Our Faculty

Study with Professional Artists

At George Mason University, you'll learn from dedicated artist-teachers who practice what they teach–performing, exhibiting, and working at renowned venues and companies across the region, the nation, and the world.

Ed Gero, School of Theater professor and actor
Edward Gero at Shakespeare Theatre Company

In early 2024, renowned actor and long-time School of Theater professor, Edward Gero, was one of three men cast in The Lehman Trilogy at Shakespeare Theatre Company in Washington D.C., where he has been a company member since 1983. A veteran of the Washington theatre community, Ed is a four-time recipient of the Helen Hayes Award.


Professor Edward Gero’s journey exemplifies the exceptional blend of academic excellence and active industry involvement that is the hallmark of teaching in George Mason’s College of Visual and Performing Arts.

Nikyatu Jusu on set of film Nanny
A Winner at Sundance Film Festival

Professor Nikyatu Jusu (Film and Video Studies program) on set of her film Nanny.

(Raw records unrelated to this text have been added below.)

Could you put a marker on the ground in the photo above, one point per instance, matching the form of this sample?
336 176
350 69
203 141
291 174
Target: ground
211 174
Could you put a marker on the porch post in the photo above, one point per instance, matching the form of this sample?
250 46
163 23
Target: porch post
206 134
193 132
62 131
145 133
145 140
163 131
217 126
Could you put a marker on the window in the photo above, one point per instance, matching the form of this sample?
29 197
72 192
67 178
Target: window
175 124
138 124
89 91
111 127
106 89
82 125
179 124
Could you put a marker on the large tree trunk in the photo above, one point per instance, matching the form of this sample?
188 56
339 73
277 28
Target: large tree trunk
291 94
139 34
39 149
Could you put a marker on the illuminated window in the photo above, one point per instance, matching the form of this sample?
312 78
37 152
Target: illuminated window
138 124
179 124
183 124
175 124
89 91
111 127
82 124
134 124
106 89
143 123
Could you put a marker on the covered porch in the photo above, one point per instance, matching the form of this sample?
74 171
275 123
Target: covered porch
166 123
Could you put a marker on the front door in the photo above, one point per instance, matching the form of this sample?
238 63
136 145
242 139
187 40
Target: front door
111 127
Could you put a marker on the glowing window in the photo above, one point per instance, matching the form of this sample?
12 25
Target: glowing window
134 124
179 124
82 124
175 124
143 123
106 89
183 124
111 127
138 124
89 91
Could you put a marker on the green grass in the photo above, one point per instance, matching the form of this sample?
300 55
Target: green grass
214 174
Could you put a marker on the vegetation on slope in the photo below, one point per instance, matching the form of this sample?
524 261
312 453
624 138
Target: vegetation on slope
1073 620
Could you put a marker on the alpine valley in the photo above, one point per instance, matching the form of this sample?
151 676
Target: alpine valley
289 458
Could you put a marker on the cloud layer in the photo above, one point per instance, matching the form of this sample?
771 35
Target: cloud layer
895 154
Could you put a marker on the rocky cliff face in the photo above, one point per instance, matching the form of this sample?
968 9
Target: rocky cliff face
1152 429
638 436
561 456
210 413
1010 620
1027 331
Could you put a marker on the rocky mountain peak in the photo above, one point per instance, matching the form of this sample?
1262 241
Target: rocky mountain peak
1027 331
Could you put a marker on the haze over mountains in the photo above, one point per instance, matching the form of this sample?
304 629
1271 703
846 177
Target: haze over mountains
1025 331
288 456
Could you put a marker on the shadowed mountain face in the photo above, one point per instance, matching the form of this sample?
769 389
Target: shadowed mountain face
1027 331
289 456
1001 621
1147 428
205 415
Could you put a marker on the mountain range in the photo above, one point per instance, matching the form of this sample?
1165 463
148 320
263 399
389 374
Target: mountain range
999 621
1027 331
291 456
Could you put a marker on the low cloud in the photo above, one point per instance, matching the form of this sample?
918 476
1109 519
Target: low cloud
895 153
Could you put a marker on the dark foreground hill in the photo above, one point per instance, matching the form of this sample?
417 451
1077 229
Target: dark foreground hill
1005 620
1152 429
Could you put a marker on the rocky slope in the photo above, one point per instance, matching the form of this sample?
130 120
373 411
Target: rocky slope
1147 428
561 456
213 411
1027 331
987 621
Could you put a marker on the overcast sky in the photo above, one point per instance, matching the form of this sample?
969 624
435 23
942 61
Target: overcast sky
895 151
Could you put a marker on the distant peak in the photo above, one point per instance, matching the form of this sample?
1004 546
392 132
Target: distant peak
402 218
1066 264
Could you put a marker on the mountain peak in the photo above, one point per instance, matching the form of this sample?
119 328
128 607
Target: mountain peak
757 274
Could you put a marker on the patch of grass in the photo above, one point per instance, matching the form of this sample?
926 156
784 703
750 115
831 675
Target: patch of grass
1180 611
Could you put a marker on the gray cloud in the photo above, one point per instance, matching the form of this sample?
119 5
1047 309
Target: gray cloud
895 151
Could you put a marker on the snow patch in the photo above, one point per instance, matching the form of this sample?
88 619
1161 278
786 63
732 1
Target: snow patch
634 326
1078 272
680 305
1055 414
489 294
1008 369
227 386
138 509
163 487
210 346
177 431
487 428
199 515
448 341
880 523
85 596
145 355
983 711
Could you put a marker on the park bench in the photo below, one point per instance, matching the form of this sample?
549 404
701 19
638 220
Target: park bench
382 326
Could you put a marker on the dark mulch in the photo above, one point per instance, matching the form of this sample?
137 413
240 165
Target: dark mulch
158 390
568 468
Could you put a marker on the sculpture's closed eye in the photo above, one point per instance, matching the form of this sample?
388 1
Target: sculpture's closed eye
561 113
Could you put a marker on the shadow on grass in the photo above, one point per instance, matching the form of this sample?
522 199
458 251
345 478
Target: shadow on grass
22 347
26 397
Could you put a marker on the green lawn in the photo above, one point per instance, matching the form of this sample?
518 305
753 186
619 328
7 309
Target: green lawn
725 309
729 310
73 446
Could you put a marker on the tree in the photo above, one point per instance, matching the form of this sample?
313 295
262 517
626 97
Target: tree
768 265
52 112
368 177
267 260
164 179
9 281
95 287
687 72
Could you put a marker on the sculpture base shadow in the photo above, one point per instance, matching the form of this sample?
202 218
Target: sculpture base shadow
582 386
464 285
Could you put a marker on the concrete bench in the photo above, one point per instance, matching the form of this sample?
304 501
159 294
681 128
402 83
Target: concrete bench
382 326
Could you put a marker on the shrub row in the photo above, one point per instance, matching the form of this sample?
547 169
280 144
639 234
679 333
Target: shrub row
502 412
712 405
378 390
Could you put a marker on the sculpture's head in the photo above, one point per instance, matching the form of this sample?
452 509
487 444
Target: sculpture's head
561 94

The film screened at the 2022 Sundance Film Festival and won the US Grand Jury prize. Prof. Jusu's film was further honored by being called one of the 75 greatest movies by Black directors, in a February 2023 Slate magazine story called The New Black Canon.

Our faculty are professional artists who understand the field. These experts will mentor you and guide you on your artistic journey. Your creative path is yours, but you won't walk it alone. Through individualized instruction, career mentoring, and collaborative work, our George Mason professors will help you hone your craft and prepare for a successful life in the arts.

College of Visual and Performing Arts faculty:

Andy Yoder
Andy Yoder Goes 'Overboard.'

In 2020, School of Art professor Andy Yoder created an exhibition called Overboard, consisting of more than 240 sculptural replicas of size 13 Air Jordan 5 shoes that have been handmade from found consumer packaging. The installation is a response to a 1990 incident wherein a container ship en route from Korea to the United States encountered a storm, and subsequently spilled 61,820 Nikes directly into the Pacific Ocean.